2019年10月28日月曜日

フランス人の夫との離婚の危機




 思い出というものは、嫌なことは、どんどん忘れて、楽しかったことばかり、覚えている私ですが、そういえば、私も、もう、主人とは、別れて、日本に帰ろうと思ったことがありました。

 アフリカからフランスへ転勤になり、海外では、外交官生活を送っていた主人が、その外交官生活を終え、フランスの財務省に戻った頃のことでした。

 主人は、まだまだ、海外生活を続けるつもりで、頑張って、仕事をしていたのですが、突如、フランスに転勤ということになり、フランスに戻って、しばらくは、うつ病のようになってしまった頃のことです。

 あの頃は、すべてがうまく行かずに、アパートもなかなか見つからず、親戚の持っていたアパートに仮住まいをし、娘の出生証明書は、アフリカで、発行してもらったものの、出生証明書に不備があったり、国籍の再申請をしたり、私のビザの手続きなどなど、すんなり進まない手続きに、気を揉みながら、なすすべもなく、ひたすら、時間のかかる手続きを待ちながら、毎日を過ごしていました。
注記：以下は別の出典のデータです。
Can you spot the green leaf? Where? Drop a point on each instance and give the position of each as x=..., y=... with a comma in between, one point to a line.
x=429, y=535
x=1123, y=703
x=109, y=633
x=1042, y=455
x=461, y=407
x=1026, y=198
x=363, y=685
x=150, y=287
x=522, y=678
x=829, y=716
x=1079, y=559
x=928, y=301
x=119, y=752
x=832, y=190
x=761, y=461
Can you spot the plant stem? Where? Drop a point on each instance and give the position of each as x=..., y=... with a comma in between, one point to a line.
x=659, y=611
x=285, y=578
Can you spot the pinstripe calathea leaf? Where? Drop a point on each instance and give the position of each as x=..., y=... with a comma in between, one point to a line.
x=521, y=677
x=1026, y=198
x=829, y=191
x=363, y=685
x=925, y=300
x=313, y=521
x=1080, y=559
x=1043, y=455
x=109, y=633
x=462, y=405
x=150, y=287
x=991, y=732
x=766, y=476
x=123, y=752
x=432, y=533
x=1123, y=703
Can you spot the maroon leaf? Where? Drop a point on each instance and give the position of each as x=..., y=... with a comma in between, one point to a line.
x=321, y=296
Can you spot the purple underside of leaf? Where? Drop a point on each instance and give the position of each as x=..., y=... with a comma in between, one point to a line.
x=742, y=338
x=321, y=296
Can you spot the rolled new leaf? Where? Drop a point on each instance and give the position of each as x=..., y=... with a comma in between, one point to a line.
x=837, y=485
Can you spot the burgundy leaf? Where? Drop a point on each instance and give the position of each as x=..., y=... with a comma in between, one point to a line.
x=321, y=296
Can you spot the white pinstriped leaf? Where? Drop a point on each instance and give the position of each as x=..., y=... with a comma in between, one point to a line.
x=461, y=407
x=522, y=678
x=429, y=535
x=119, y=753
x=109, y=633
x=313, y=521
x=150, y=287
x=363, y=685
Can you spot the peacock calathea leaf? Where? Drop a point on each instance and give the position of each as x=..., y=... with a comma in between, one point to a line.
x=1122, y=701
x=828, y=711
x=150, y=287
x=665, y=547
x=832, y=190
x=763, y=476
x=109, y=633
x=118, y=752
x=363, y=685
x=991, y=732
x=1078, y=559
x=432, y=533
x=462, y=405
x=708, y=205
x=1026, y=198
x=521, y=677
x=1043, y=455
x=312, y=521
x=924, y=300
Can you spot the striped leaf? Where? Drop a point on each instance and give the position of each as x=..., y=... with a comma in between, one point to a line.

 娘は、生まれて3ヵ月でパリにやってきましたので、まだ、ほんの赤ちゃんでした。

 何と言っても、私が一番、困ったのは、主人の鬱状態と、情緒不安定な生活でした。

 転勤先の仕事にも、行ったり行かなかったり、二人でさんざん話し合っても、やはり、主人の状態は、なかなか、好転せず、気分が上向きの時は、良いのですが、鬱状態になると、急に怒り出したり、起きられなかったりという日が長く続いていました。

 私のビザが取れて、娘を預ける保育園が決まって、私が仕事を始めた頃も、まだ、主人は、朝、起きれず、後から行くと言っていたのに、私が娘を連れて仕事に出かけて帰ってくると、結局、今日も仕事に行っていなかった・・という日が頻繁にありました。

 そんな主人の姿を見るにつけ、最初は、怒っていた私もだんだんと言葉を無くし、不安にかられる日が続きましたが、何もわからずに成長していく娘を放っておくことはできず、娘に対してできることを黙々と積み重ねる日々でした。

 幸いにも、義兄夫婦である家族が比較的、近くに住んでいましたので、折りに触れ、相談に乗ってもらったり、気分転換させてもらっていましたので、結果的には、ずいぶんと救われました。

 それでも、生まれたばかりの娘を、父親のいない子供にはしたくないと思いながらも、小さい子供を抱えて、働きながら、外国の地で暮らしていくのに、この主人の状態で、乗り切っていけるだろうか? と、少なからず不安ばかりが募り、一度は、もう主人とは、別れて、日本へ帰ろうと思ったことがありました。

 日本の両親も心配して、電話やファックスを送ってくれたりして、「もう、ダメだと思うなら、子供を連れて、もう日本へ帰ってきた方がいい。ただ、色々な書類だけは、きっちりしてきなさい。」と言われていました。

 困難な状態が続いて、さんざん悩んで、私も心身ともに疲れきって、意を決して、いざ、私が、「もう日本へ帰ろうと思う。」と母に話した時、電話口の母から帰ってきた言葉は意外なものでした。

 「日本へ帰ってくるのは、構わないけれど、あなたたちは、家で一緒に暮らせると思ってもらっては困る。」

 その時の母の真意は、わかりませんが、「子連れで、出もどりだ・・」と考えていた私には、いざとなると、世間体を気にする母に、少なからず、ショックを受けました。

 義姉からも、「しばらくは、日本のママのところに帰って、休んだ方がいいかもしれない。」と言われていたので、母から言われた言葉をそのまま義姉に伝えると、首をひねりながらも、「それでは、こちらでなんとか頑張るしかないわね・・。」と言われて、私も、「私には、もう、帰るところは、ないのだ。」と腹をくくって、フランスに留まることにしたのです。

 それから、しばらくして、パリにアパートが見つかり、様々な手続きも済み、娘も幼稚園に通い始めた頃に、ようやく、主人の鬱状態も回復し始め、仕事にも毎日、行けるようになり、なんとか、日常生活も順当に運ぶようになりました。

 それでも、毎日の生活は、仕事と子育てで、いっぱいいっぱいで、ささやかな娘の成長を糧に暮らしているうちに、時は過ぎて、いつの間にか、主人と別れようと思っていたことなどは、忘れていました。

 あの時の母の言葉の真意は、問いただすのも怖くて、母には、一生聞けず仕舞いで、母は、亡くなってしまいましたが、母が本当に、世間体を気にしてそう言ったのか、それとも、私をもう一度、奮い立たせるためにそう言ったのかは、今でもわからないままなのです。